Afortunadamente, en el restaurante habían colocado unas tarjetas con el nombre de cada comensal, que indicaban con explícita perspicuidad dónde debía sentarse cada uno. Eso le ahorraba a Nacho la engorrosa tarea de buscar asiento por su cuenta. Siempre tenía la impresión de que no iba a ser bien recibido en compañía de extraños.

El establecimiento se llamaba El Cardenal, nombre de lo más apropiado para un lugar que debía haber tenido, en tiempos, más curia rondando las esquinas de sus calles que el propio Vaticano. Estaba encajonado en la muralla, cerca de la puerta de Alfonso VI, y el servicio recibió al grupo con grandes algazaras de bienvenida. Sobre todo a don Pascual Coloma, al que conocían incluso las camareras de veinte años (seguro que ocultaban piercings en el ombligo bajo el discreto uniforme, sonrió Nacho imaginándolas desnudas). Los emplazaron en el jardín, rodeados de flores y verdes setos, donde estarían solos en un «ambiente discreto, romántico y de buen gusto», como recalcó doña Agustina a la menor oportunidad. El comendador de la casa le agradeció el piropo inclinándose varias veces ante la señora, igual que un pajarillo que bebiera agua de un charco callejero.

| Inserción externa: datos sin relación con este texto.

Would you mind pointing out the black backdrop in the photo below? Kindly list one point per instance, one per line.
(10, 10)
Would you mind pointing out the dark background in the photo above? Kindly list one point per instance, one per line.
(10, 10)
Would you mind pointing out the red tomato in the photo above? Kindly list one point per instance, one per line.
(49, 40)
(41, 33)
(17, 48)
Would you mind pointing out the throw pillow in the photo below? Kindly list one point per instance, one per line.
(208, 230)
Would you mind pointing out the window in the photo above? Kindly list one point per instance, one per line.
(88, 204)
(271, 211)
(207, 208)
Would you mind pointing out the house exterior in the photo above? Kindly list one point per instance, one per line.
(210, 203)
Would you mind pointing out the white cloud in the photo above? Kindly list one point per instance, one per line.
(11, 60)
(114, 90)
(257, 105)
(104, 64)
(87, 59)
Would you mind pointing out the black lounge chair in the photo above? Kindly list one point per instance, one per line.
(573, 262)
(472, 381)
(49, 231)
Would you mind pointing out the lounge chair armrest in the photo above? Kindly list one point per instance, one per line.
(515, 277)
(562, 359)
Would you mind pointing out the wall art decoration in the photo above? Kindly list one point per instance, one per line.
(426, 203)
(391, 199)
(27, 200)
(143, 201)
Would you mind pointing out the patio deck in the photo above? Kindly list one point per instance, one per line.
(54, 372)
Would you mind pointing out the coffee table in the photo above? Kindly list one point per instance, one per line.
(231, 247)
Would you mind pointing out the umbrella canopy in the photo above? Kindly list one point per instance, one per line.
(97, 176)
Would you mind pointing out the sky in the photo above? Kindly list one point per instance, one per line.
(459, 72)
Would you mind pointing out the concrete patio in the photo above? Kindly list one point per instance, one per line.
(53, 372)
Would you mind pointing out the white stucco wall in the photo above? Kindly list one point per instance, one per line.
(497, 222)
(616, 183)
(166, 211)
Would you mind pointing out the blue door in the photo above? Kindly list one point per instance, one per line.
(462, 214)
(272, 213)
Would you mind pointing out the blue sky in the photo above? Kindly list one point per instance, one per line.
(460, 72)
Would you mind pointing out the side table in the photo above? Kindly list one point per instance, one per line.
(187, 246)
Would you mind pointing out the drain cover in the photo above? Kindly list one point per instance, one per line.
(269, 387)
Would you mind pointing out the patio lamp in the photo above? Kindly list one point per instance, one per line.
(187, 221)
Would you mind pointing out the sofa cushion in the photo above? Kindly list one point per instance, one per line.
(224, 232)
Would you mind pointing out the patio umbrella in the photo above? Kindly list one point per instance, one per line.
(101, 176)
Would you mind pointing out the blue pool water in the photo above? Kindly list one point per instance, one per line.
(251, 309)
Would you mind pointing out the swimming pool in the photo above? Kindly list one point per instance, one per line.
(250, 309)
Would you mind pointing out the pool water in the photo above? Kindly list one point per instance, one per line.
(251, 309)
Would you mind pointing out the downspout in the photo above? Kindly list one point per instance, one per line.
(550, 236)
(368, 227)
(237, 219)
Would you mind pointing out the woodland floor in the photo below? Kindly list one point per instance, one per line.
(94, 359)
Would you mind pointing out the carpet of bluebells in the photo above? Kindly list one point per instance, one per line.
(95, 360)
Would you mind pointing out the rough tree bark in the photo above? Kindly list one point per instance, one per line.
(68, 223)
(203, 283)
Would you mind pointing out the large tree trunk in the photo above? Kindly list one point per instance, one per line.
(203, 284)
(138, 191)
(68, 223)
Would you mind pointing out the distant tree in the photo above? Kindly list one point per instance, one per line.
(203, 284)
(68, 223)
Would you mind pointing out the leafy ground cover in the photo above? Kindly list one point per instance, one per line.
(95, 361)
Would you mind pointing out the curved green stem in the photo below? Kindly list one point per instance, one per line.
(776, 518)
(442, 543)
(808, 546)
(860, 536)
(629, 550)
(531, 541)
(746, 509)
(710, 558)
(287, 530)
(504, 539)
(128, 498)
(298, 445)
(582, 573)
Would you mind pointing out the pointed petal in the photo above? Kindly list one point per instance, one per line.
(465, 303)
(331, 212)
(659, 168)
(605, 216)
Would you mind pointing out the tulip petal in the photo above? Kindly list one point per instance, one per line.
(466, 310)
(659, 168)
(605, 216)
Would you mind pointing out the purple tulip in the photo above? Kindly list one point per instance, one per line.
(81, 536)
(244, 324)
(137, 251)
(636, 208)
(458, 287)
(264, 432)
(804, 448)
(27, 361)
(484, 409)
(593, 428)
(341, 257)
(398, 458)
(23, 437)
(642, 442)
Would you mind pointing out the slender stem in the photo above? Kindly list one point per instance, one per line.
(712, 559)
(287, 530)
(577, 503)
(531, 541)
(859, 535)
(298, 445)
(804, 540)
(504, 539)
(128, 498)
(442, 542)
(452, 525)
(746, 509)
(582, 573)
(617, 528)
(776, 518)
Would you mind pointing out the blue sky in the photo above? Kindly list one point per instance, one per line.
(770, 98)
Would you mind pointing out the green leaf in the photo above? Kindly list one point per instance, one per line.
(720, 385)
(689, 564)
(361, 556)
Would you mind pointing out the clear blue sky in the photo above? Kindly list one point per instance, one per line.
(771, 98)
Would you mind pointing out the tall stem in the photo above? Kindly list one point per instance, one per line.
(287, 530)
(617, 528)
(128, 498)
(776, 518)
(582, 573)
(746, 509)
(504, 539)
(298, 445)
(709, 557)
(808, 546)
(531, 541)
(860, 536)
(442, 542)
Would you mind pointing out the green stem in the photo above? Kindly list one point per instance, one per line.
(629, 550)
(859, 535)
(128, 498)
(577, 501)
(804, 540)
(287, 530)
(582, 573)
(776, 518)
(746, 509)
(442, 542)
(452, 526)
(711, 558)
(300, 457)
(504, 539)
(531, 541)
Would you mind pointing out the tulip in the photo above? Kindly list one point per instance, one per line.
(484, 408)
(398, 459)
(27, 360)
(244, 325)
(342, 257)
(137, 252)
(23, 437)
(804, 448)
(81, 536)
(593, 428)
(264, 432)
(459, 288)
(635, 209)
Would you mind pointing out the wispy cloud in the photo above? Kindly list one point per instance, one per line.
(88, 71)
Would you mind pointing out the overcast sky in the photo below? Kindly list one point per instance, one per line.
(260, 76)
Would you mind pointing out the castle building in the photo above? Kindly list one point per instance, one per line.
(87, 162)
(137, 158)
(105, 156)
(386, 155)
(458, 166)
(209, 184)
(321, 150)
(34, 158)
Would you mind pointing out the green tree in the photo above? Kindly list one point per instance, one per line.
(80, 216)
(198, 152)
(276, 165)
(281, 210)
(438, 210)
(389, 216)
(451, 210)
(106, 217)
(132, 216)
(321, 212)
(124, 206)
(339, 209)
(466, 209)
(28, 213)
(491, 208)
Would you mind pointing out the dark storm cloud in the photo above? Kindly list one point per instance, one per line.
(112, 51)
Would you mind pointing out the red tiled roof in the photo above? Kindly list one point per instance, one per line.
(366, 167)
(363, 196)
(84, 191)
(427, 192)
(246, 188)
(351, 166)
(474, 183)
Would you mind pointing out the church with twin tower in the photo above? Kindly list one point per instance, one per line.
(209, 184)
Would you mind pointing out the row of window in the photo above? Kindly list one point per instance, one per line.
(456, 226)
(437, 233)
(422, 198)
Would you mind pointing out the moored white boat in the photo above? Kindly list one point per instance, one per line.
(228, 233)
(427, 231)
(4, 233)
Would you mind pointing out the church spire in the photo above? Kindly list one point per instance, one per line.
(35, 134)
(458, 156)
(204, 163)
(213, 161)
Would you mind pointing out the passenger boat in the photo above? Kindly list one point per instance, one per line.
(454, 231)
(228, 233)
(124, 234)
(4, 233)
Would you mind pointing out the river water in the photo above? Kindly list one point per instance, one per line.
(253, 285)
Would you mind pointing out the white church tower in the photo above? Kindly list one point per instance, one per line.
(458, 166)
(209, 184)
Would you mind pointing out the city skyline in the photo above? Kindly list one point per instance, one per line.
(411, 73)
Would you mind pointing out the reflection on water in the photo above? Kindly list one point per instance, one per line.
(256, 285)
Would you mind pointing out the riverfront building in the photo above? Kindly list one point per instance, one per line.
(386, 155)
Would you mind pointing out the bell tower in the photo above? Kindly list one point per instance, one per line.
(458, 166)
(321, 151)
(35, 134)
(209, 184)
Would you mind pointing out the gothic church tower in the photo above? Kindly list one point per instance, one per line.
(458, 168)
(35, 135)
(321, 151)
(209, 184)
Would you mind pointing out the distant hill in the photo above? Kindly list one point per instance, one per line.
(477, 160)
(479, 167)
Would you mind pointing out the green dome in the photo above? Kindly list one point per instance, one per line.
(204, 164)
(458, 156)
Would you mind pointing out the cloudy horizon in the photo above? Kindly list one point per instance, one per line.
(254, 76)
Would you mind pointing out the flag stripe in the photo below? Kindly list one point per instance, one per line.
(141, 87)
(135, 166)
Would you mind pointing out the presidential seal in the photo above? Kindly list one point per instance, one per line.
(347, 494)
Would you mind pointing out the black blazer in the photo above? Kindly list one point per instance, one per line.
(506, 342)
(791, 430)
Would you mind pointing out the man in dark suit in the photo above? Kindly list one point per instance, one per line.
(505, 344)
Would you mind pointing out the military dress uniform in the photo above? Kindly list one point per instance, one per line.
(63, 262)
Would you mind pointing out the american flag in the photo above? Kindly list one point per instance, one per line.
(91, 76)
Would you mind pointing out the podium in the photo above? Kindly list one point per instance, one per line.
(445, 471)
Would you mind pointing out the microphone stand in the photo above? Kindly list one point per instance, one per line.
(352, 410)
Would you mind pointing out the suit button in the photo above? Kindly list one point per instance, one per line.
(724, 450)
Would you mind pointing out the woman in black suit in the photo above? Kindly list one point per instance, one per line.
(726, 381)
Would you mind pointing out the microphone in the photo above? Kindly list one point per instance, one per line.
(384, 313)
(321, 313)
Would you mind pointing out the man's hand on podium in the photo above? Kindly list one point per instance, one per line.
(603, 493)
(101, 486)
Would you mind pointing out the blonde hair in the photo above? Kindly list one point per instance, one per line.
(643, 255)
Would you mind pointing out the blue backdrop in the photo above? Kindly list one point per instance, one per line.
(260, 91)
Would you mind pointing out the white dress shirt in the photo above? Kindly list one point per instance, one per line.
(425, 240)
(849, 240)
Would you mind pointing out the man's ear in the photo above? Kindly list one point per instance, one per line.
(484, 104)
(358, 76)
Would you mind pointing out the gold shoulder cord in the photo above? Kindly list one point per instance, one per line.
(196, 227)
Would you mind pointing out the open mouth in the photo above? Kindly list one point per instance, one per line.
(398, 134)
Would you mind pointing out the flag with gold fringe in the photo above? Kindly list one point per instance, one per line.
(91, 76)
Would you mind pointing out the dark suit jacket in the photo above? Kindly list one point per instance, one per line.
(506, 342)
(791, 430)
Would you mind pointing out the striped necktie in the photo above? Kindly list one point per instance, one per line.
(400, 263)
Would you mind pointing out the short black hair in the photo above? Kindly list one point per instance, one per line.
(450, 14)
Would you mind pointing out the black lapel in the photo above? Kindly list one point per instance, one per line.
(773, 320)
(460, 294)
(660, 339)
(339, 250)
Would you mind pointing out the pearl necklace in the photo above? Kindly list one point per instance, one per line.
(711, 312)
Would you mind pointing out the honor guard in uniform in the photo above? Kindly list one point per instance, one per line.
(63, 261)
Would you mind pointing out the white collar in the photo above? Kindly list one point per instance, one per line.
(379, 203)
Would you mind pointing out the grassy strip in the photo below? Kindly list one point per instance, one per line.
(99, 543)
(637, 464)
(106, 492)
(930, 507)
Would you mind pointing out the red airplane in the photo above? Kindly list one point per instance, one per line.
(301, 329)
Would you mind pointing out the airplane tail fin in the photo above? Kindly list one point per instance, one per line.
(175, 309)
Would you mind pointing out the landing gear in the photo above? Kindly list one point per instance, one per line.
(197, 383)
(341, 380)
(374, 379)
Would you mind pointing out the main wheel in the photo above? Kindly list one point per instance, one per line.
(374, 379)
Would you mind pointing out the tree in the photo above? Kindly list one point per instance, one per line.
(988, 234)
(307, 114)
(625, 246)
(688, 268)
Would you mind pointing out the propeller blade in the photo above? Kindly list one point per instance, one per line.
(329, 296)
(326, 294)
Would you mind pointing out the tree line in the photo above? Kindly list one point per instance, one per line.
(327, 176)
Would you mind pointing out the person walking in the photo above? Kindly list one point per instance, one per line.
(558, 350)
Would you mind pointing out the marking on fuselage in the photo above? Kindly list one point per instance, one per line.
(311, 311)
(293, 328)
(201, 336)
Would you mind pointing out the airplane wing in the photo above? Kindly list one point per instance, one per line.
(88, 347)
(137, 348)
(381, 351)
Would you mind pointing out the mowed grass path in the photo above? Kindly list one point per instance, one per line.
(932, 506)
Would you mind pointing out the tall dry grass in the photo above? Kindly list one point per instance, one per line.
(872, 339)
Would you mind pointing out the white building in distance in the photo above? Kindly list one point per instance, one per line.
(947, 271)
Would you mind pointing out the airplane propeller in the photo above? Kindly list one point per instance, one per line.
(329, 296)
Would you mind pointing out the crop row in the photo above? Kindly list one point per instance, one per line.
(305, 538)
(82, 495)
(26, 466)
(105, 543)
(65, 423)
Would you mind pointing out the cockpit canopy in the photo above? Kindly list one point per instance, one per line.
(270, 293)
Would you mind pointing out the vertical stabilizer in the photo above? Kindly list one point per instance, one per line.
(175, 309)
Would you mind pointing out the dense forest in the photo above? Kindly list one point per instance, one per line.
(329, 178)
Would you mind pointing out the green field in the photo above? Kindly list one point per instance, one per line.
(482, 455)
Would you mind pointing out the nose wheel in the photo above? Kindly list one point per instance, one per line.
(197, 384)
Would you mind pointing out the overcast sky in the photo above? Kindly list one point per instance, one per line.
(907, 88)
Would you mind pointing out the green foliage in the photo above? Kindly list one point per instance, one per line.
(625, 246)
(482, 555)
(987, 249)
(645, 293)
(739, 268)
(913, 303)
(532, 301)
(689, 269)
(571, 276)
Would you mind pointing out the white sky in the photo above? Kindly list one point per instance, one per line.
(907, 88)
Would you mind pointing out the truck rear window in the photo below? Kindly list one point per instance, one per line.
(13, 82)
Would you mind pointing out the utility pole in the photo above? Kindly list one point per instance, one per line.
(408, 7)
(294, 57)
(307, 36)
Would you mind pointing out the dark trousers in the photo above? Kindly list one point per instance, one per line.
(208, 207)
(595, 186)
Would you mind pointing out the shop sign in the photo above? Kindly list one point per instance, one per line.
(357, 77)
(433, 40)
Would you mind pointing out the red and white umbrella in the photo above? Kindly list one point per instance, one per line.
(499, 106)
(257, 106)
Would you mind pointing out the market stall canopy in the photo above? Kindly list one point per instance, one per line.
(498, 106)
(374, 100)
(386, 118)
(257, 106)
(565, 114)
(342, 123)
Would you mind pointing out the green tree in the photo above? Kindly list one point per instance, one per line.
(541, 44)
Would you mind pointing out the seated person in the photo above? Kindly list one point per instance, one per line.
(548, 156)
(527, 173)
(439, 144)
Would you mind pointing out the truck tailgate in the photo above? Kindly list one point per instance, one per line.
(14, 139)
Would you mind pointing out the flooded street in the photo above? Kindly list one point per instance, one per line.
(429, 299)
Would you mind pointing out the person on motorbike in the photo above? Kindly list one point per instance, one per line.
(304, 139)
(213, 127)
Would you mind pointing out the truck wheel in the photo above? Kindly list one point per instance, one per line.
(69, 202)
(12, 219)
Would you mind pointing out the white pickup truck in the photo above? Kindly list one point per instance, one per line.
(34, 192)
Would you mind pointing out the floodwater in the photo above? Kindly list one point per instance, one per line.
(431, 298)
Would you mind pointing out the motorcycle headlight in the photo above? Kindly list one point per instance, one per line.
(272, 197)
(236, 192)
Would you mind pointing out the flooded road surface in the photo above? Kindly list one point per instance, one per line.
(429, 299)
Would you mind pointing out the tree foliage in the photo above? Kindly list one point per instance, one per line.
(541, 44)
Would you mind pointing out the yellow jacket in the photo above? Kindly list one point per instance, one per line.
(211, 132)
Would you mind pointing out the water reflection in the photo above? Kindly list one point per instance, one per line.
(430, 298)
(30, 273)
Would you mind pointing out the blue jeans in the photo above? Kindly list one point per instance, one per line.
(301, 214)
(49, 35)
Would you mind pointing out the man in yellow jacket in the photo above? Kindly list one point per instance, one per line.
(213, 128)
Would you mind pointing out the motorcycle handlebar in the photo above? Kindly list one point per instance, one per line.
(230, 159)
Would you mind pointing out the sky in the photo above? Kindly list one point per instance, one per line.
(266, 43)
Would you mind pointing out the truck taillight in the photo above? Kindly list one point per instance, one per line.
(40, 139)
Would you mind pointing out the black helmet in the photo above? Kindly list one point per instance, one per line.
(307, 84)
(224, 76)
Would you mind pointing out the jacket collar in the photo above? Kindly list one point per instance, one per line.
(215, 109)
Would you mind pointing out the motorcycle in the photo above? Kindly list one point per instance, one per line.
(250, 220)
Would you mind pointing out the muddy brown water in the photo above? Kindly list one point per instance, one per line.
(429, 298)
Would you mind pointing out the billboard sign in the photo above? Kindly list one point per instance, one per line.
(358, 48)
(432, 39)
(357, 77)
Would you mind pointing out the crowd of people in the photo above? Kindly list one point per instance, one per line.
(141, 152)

– Tomarán asados en horno de leña, de caza o de carne tradicional. Ensaladas de hierbas aromáticas y reducción de vinagres de hinojo, de la casa -explicó un encorbatado señor con grandes entradas en el pelo-. Si hay algún vegetariano entre nuestros ilustres huéspedes, podemos darle satisfacción igualmente.

– A mí me encanta que me den satisfacción -ronroneó Miño, sentado al lado izquierdo de Nacho. A la derecha le había tocado, cómo no, Fernando-. Pienso venir a menudo por aquí…

Les sirvieron unos entrantes y todos se lanzaron sobre los platos con distintos grados de avidez.